WA proposes Privacy Commissioner, to hold public servants accountable

By Shannon Jenkins

August 14, 2019

Source: Getty Images

The Western Australian government has announced whole-of-government plans to improve privacy protections under proposed legislation, which is open for public comment.

WA is one of only two Australian jurisdictions without privacy legislation. Currently, if someone thinks their information has been misused by a department or agency, they have no clear pathway to a solution.

The absence of privacy legislation has also made other jurisdictions reluctant to share datasets with WA’s researchers, according to Attorney General John Quigley and Innovation and ICT Minister Dave Kelly, who have released a discussion paper on the proposal.

The state’s lack of an overarching information-sharing framework forces members of the public to provide the same information to multiple agencies when updating simple details like change of address. Quigley and Kelly argued that departments are not making the best use of their combined knowledge when delivering public services.

The government has suggested a Privacy Commissioner be appointed to hold the public sector accountable, ensuring transparency and compliance. A new Chief Data Officer has also been considered, to support the using, sharing, linking and analysing of information. The officer would promote best practice in the management of data in the public sector by setting the standards for information sharing.

Kelly said the government has an opportunity to deliver effective, seamless services for the community, using data.

“Better use of data has the power to improve everything we do, whether it is something as simple as renewing a licence, as complex as improving research into children’s health, or as important as reducing cases of family domestic violence,” he said.

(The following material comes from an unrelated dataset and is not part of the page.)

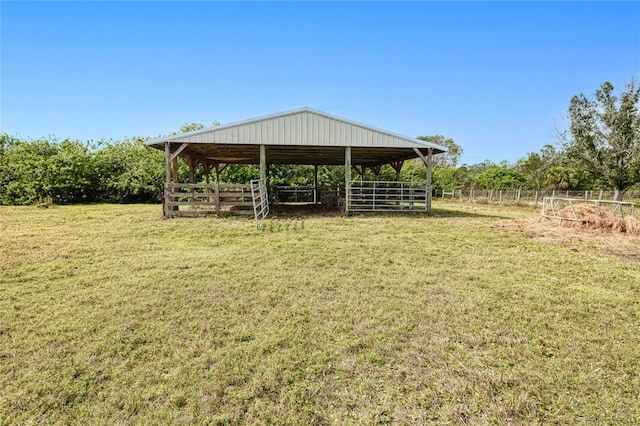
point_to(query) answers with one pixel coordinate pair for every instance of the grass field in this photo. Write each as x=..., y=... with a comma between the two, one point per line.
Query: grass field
x=111, y=315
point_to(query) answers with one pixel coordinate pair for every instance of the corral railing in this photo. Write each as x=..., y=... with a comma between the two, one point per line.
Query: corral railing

However, he noted the state needs to protect privacy for this to happen.

“We are acting on the calls of the Western Australian community for greater accountability and transparency around the way data is collected, used, stored and shared.”

Quigley said the government must “get privacy protections right”.

“We want to make better use of the information held by public agencies for the benefit of the community,” he said.

The government is seeking community feedback on the proposed plans. The consultation period will run until the end of October with written submissions due by Friday November 1, 2019. A public information session will be held at the State Library on September 4, 2019.

According to the discussion paper, the state government is”investing heavily in improving public sector cyber security, and will work to build the public sector’s ability to ensure the safety of information”.